Есть одно произведение Микеланджело, к которому не подхо­дят все упомянутые определения, произведение, в котором не чув­ствуется ни дуализма противоположных направлений жизни, раз­решенного в художественном оформлении, ни более безнадежного дуализма между воззрительно законченным образом и исканием и стремлением к бесконечному. В Pieta Ронданини совсем исчезла на- сильственность противоположных движений - борьба; уже не оста­лось больше врага, от которого душа стремилась бы себя оградить. Плоть прекратила борьбу ценой уничтожения самой себя; образы стали как будто бестелесными. Тем самым Микеланджело отверг жизненный принцип своего искусства. Но если принцип этот привел его к той страшной неизбавленности, к тому напряжению между трансцендентной страстностью и ее телесной и по необходимости адекватной формой выражения, то здесь отрицание принципа Воз­рождения не сгладило этого противоборства. Избавление остается чисто отрицательным, завершенным в спокойствии Нирваны. Борь­ба прекращена, но без победы и без примиренности. Душа, освобож­денная от телесной тяжести, не устремилась в победном полете в трансцендентное, но осталась сокрушенной на пороге его. Это самое предательское и самое трагическое произведение Микеланджело; в нем запечатлена невозможность избавления путем художественно­го, т.е. центрированного на чувственном воззрении, творчества. Позднейшие стихотворения свидетельствуют о последнем роковом

потрясении его жизни: он вложил всю свою силу, весь долгий труд своего бытия в творчество, которое не заполнило и не могло запол­нить его последних запросов и глубочайших потребностей, ибо про­текало не в той плоскости, где пребывали образы его предельной то­ски.

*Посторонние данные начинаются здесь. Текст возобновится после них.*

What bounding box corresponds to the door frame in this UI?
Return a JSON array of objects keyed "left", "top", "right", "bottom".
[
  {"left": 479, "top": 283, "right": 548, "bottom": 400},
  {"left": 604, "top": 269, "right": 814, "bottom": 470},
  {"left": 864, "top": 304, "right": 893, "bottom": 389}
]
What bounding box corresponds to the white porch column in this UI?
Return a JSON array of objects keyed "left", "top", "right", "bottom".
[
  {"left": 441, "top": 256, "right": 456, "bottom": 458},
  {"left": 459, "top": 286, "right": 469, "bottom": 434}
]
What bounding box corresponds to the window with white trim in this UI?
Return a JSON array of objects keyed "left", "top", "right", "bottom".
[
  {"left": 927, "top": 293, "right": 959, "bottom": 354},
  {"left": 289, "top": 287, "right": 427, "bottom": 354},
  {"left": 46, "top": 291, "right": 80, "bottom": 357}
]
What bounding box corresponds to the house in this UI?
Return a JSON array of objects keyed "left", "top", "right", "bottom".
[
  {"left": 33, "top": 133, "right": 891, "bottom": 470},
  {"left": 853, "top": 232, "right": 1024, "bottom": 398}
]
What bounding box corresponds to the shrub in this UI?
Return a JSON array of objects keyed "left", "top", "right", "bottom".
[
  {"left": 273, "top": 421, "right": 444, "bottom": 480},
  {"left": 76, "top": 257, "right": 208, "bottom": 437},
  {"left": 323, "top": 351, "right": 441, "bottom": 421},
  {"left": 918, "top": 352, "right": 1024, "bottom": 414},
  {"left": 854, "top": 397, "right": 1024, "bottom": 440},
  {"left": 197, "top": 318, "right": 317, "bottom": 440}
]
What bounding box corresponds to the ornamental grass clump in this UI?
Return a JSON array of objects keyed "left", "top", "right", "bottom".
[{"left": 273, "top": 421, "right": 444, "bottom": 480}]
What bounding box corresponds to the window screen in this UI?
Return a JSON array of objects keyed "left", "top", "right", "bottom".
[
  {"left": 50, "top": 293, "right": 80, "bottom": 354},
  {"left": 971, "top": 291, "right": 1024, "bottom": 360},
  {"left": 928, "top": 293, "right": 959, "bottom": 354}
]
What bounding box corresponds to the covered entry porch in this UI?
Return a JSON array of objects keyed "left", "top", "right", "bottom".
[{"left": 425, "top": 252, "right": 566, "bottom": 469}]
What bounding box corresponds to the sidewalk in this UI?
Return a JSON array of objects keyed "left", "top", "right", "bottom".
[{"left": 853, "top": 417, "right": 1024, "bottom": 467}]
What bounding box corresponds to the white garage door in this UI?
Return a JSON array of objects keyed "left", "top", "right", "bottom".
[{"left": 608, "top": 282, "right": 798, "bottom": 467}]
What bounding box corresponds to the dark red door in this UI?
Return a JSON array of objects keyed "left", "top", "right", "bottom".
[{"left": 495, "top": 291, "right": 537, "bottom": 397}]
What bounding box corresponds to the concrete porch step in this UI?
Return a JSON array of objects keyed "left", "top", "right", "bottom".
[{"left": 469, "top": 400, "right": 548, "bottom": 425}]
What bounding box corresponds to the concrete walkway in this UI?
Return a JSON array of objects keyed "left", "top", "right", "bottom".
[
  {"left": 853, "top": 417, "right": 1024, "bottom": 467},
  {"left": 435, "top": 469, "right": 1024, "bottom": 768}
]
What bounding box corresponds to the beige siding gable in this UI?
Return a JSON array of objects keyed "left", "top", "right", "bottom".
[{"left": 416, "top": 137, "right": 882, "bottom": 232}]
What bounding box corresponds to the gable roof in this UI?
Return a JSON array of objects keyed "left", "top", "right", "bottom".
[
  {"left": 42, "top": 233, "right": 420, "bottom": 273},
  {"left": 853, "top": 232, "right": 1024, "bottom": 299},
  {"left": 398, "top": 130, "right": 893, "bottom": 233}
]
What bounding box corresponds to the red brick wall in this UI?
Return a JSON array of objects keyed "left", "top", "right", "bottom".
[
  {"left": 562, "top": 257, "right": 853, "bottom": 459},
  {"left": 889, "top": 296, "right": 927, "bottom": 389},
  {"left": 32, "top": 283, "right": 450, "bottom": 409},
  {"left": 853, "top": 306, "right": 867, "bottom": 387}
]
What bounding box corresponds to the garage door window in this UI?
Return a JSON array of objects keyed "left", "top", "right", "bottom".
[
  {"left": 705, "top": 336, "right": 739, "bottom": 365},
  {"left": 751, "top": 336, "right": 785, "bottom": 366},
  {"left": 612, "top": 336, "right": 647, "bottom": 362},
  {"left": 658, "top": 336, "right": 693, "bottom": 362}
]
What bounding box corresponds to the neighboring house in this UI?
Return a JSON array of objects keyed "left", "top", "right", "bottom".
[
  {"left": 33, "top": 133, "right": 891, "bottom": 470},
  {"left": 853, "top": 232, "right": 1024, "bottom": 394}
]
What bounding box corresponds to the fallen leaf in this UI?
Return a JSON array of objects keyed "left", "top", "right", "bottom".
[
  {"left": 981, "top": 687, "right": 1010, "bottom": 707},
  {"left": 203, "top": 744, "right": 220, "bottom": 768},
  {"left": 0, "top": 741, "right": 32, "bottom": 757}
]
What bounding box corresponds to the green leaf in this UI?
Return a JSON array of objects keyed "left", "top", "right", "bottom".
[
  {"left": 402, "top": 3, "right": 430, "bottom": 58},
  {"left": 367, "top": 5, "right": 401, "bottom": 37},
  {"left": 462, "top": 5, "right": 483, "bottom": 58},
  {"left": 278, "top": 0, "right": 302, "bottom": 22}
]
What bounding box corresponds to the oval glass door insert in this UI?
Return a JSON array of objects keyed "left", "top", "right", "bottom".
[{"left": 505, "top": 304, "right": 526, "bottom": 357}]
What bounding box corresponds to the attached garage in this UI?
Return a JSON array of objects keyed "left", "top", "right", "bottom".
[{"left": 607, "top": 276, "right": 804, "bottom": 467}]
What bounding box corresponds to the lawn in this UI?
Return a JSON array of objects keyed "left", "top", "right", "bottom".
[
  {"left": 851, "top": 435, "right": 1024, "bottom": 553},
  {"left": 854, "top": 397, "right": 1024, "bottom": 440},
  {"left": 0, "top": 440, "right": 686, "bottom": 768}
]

Ложь мира похищала у меня время, Данное созерцать Бога...

Не краски и не резец дают мир душе, Она ищет любви Божией, которая на кресте Простирает свои руки, чтобы обнять нас...

То, что предназначено смерти, Не может утолить тоски живущего.

Нет сомнения, что самым глубоким, самым потрясающим пере­живанием Микеланджело было то, что под конец своей жизни он перестал относиться к своим произведениям как к воплощениям вечных ценностей; он увидел, что путь его прошел в направлении, которое никогда не могло привести его к тому, что единственно нужно. Признания его стихотворений показывают с самого начала, что в искусстве, которое он творит, в красоте, которой он молится, для него скрыто то сверхчувственное, что дарует обоим и ценность, и смысл. Он говорит о блаженной красоте в искусстве явленного че­ловека; если же злость времени разрушит ее, то вновь восстанет

Вневременная первичная красота И возведет земное наслаждение К вершинам вечного царства.

И, очевидно, величайший кризис его жизни заключается в том, что он раньше думал найти в искусстве и красоте всецелое вопло­щение абсолютной ценности, идеи, лежащей выше всякого воззре­ния, к старости же понял, что все последнее лежит в царстве, к ко­торому искусство не властно вознести. Тут становится важным, что то явление, в котором абсолютное, совершенное и бесконечное рас­крывает себя, одновременно скрывает от нас это же абсолютное; так, обещая вести к нему, оно, в сущности, уводит от него. Знание это стало кризисом и самым потрясающим метафизическим страда­нием, так как сердце и художественно чувственная страстность не

могли ослабеть в своей привязанности к явлению и его привлекате­льности. Он говорит себе слова утешения, которым в глубине души сам не верит...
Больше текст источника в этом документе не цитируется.